Le miro al fondo de los ojos. Sólo veo sinceridad y nostalgia.
–Entre los años más felices de mi vida están los que pasé en España. Viví en Madrid en una casa de Argüelles, frente a la que tuvo Pérez Galdós. ¿Sigue allí todavía? ¿Leen los jóvenes a Galdós? [...]
»Desearía volver a España. Desearía sentir a España. Pasear por las viejas calles conocidas, descubrir otra vez rincones olvidados.
Ahora empieza Neruda a escuchar lo que digo. Se estira la conversación hacia la cultura europea. No estamos solos. Con nosotros, junto al fuego, un poeta brasileño: Thiago de Mello. Se envuelve en un poncho indio. Hay algo de sincera elementalidad en su mirada que me despierta viva simpatía. Su mujer se sienta a su lado. Nos acompañan también Iverna Codina, autora de una novela célebre: Detrás del grito; la argentina Alicia Eguren, pantalones grises, muy bella, que hace versos y se dedica a la política a favor de Perón; y Margarita Aguirre. Suena la voz de Pablo Neruda. El poeta dijo, en un dramático poema, que Lorca tenía la voz de naranjo enlutado. La de Neruda es voz de flor silvestre, de apretada arcilla, rumor de mil olas dispersas. Al recitar produce un raspón de carne viva, como si se arrancasen raíces de la tierra seca.

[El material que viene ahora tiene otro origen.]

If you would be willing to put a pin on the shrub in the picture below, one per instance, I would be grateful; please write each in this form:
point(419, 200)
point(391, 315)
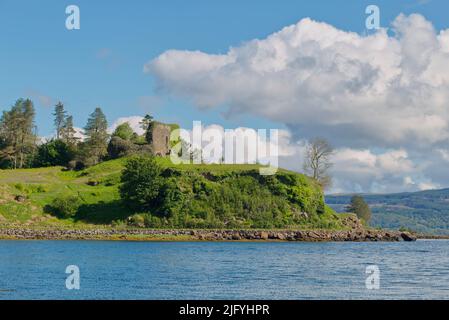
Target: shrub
point(137, 220)
point(66, 207)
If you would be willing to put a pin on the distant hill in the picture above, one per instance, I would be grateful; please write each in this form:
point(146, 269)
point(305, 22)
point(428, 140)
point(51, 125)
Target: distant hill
point(424, 211)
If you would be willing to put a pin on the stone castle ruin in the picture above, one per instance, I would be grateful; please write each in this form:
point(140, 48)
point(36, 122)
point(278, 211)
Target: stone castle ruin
point(160, 139)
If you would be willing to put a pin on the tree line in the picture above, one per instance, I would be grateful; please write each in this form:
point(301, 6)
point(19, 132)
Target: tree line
point(20, 146)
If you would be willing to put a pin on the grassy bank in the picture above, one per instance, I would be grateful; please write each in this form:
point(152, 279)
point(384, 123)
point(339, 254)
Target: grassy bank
point(233, 196)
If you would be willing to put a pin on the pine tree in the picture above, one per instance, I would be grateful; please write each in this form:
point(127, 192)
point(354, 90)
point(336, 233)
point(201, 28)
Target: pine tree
point(60, 115)
point(97, 136)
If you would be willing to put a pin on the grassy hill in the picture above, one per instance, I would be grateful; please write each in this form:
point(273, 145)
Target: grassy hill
point(425, 211)
point(216, 195)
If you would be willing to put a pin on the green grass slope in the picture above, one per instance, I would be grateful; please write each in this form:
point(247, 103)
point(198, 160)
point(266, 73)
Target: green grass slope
point(214, 196)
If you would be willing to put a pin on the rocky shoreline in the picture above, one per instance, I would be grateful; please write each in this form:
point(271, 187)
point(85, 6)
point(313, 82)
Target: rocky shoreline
point(359, 235)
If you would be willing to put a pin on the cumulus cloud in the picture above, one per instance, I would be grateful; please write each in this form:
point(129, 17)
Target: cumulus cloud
point(387, 91)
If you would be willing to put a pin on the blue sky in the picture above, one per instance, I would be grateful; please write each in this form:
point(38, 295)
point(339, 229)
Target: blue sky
point(102, 64)
point(396, 141)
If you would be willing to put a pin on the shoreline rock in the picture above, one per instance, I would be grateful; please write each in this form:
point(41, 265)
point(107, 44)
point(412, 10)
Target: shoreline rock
point(356, 235)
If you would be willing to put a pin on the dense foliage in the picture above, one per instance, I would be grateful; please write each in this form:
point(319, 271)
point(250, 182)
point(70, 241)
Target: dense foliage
point(358, 206)
point(231, 199)
point(424, 211)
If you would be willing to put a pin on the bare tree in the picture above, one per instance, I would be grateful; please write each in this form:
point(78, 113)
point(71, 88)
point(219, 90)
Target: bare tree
point(317, 161)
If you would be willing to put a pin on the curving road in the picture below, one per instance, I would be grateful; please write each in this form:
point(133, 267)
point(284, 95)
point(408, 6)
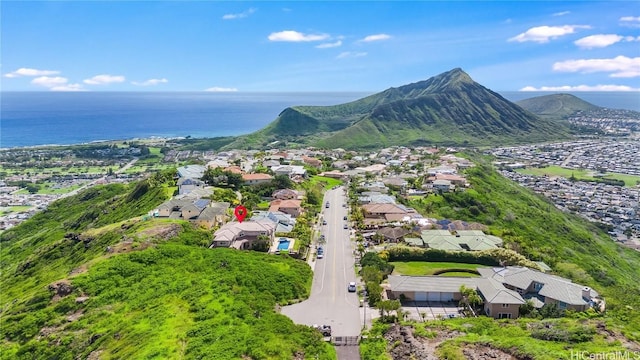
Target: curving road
point(330, 303)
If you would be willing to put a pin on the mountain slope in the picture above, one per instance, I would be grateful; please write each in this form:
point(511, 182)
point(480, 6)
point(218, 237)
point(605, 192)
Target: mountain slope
point(90, 278)
point(556, 106)
point(448, 109)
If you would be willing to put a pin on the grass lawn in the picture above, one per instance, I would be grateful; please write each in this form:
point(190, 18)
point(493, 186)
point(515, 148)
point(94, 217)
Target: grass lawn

Azota el mar los ventanales sobre la roqueda gris y verde. Se escucha el prolongado silbo del viento. La sala en la que estamos tiene algo de musgo del mar. Media docena de grandes mascarones de proa cuelgan de las paredes. Todo es de madera y de cal. Madera cobriza con brillos de metal. Libros viejos en estanterías bajas, en estanterías altas al término de una escalera estrecha. Una larga mesa de madera. Sillones grandes, tapizados de piel de llama blanca y leonada. Una chimenea bellísima de piedras redondas sin desbastar, amontonadas en desorden. Timones, conchas, caracolas, cuerdas, barcos de madera y de sueños, faroles, mil cosas marinas diversas, un enorme ángel casi en el techo que parece, con su larga trompeta, anunciar el Juicio Final. Toda la estancia es original y reina el buen gusto hasta en los más mínimos detalles. Nada hay vulgar. Tiene la sala un aire de íntima cueva primitiva; sabor salino a barco de vela; un clima denso un poco dramático, como de escenografía teatral, como si esta misma tarde tuviera que pasar aquí algo.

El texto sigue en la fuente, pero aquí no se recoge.